PublishGuard — Post Verification & Credential Manager
WarnAudited by ClawScan on May 10, 2026.
Overview
PublishGuard’s purpose is coherent, but it handles persistent platform credentials and includes a plaintext credential store despite promising that tokens are never stored in plaintext.
Only install this if you are comfortable reviewing and controlling its credential storage. Before adding real tokens, confirm it uses the encrypted vault path rather than publish_guard_creds.json, check file permissions, and periodically delete or redact audit logs.
Findings (3)
Artifact-based informational review of SKILL.md, metadata, install specs, static scan signals, and capability signals. ClawScan does not execute the skill or run runtime probes.
A local file, backup, or another tool with workspace access could expose API tokens or account credentials that let someone post as the user.
The included CredentialStore persists platform auth values to a JSON file without visible encryption or restrictive file permissions, even though these credentials can grant posting/account authority.
store_path = os.path.join(workspace, "the-alpha-oracle", "vault", "publish_guard_creds.json") ... self._data[platform][key] = value ... json.dump(self._data, f, indent=2)
Remove or clearly disable the plaintext credential store, use the encrypted vault or an OS keychain consistently, declare credential/config paths in metadata, and require explicit user approval before storing or using account credentials.
Users may store sensitive tokens believing all credential storage is encrypted, when one included storage path is visibly plaintext.
This strong safety claim conflicts with the included publish_guard.py CredentialStore, which saves credential values with json.dump to publish_guard_creds.json.
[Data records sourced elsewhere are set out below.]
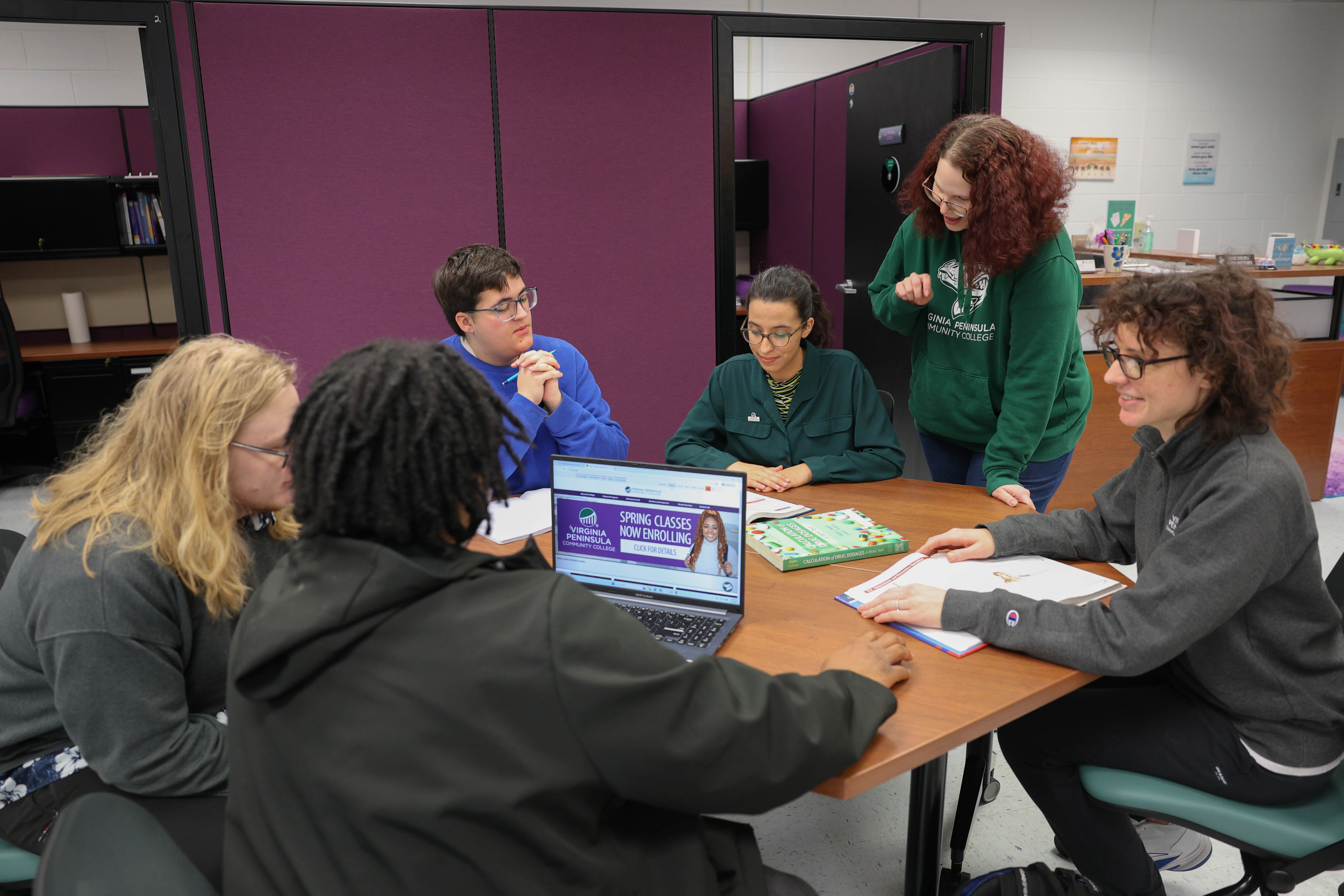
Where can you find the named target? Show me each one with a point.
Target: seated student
(1225, 661)
(408, 717)
(554, 397)
(116, 617)
(790, 413)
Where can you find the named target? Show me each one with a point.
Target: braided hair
(398, 444)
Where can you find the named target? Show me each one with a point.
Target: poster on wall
(1201, 159)
(1093, 158)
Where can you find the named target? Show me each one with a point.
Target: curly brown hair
(1019, 190)
(1225, 322)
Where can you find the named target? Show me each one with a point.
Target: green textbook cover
(823, 538)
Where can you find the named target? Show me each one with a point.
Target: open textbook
(527, 515)
(764, 508)
(1029, 576)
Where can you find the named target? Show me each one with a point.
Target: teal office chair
(17, 867)
(1281, 846)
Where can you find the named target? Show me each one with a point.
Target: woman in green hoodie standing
(984, 277)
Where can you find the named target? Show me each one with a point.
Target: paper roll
(77, 322)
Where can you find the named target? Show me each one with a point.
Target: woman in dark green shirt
(791, 413)
(984, 279)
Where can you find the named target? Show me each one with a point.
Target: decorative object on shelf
(1201, 159)
(1324, 253)
(1115, 258)
(1120, 219)
(77, 319)
(1093, 158)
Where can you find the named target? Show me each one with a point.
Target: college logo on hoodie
(966, 304)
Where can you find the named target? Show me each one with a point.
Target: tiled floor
(846, 848)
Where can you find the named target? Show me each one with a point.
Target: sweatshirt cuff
(530, 416)
(565, 418)
(1009, 537)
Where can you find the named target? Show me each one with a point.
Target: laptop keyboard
(677, 628)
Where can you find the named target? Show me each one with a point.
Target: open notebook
(1029, 576)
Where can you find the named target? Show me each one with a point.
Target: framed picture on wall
(1093, 158)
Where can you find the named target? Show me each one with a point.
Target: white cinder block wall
(70, 65)
(1265, 74)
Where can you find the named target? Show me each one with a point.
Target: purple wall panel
(197, 155)
(61, 142)
(829, 193)
(353, 151)
(608, 152)
(740, 128)
(780, 128)
(140, 138)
Users may overtrust the credential safety posture.
API keys and tokens are **never stored in plaintext**. PublishGuard includes `VaultCrypto`, a built-in encryption engine
Replace absolute claims with accurate documentation, remove legacy plaintext paths, and clearly state which storage mechanism is used by default.
Publishing history and some content details may remain on disk and be visible to later agent sessions or local tools.
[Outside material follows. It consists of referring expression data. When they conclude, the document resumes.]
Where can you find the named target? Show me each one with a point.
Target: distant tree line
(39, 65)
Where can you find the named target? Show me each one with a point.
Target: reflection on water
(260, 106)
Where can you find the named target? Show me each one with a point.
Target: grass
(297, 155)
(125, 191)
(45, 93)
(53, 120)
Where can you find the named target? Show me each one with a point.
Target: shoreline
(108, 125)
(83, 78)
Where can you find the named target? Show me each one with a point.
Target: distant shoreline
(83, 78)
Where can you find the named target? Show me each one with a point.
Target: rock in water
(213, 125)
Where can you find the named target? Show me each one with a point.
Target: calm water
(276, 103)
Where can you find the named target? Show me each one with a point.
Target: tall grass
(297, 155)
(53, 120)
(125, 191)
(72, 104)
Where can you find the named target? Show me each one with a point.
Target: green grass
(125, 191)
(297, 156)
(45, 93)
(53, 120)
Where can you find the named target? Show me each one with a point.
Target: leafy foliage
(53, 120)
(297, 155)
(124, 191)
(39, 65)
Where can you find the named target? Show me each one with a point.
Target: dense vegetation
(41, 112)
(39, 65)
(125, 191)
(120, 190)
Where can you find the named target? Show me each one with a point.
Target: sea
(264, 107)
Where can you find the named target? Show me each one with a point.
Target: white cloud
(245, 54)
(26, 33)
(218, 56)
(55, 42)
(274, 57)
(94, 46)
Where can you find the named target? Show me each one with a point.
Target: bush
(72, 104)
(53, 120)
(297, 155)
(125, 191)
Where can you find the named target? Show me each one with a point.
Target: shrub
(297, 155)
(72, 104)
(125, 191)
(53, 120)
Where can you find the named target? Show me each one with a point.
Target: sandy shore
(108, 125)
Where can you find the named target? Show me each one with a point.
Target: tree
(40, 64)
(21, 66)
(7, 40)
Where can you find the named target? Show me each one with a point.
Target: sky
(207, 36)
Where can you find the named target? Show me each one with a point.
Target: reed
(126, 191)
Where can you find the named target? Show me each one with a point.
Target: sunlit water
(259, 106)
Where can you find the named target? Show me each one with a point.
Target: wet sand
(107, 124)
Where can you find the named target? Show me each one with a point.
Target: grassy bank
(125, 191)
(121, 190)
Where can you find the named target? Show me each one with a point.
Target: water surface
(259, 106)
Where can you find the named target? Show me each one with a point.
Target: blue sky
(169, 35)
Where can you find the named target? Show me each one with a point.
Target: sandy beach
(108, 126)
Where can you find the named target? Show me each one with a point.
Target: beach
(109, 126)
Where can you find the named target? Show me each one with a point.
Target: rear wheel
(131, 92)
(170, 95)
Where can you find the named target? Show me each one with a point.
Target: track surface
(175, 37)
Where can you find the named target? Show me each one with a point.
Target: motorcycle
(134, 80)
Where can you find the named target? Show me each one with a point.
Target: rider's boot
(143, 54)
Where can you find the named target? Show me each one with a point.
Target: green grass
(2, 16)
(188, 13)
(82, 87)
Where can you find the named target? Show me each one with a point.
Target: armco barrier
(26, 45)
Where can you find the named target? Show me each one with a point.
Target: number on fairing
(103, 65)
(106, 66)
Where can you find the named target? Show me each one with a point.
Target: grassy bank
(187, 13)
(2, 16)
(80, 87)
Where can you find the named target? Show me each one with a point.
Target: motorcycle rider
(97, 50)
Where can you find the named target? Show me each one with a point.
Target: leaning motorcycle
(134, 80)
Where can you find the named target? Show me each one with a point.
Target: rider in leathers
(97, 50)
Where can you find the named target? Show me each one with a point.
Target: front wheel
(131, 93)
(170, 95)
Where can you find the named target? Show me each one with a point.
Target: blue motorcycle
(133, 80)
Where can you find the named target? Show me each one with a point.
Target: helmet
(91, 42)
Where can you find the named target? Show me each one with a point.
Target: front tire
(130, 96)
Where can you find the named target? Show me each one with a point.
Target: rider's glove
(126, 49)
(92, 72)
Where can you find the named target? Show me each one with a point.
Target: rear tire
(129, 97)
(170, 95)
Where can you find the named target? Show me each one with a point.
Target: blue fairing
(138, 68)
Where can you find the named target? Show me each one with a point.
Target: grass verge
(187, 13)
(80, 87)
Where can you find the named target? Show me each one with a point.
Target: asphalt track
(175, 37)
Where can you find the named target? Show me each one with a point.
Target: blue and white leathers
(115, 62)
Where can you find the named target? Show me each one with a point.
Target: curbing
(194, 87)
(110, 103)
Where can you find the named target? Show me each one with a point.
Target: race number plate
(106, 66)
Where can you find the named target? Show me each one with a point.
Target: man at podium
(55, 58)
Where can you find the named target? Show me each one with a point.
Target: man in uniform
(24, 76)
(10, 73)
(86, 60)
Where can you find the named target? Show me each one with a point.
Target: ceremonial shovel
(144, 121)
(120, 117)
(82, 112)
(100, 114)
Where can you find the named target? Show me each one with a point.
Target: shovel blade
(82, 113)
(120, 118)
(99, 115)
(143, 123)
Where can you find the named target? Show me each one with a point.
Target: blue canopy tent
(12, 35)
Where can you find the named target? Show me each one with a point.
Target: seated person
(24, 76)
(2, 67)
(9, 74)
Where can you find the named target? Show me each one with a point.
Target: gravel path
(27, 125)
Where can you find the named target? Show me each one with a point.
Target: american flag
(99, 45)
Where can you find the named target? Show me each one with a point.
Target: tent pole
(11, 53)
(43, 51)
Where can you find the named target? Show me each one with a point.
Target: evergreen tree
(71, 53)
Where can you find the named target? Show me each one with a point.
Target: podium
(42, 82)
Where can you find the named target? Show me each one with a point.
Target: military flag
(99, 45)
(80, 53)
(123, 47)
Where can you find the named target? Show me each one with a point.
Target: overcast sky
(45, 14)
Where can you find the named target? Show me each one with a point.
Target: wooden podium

The skill intentionally persists post and verification history. This is purpose-aligned, but the logs may contain URLs, titles, content previews, diagnoses, or other sensitive publishing details across sessions.
Audit Trail | JSONL log of every post attempt and verification ... Posts and verifications are logged to: memory/publish_audit/posts_YYYY-MM-DD.jsonl
Document retention clearly, allow users to disable or purge logs, and avoid logging secrets or full private draft content.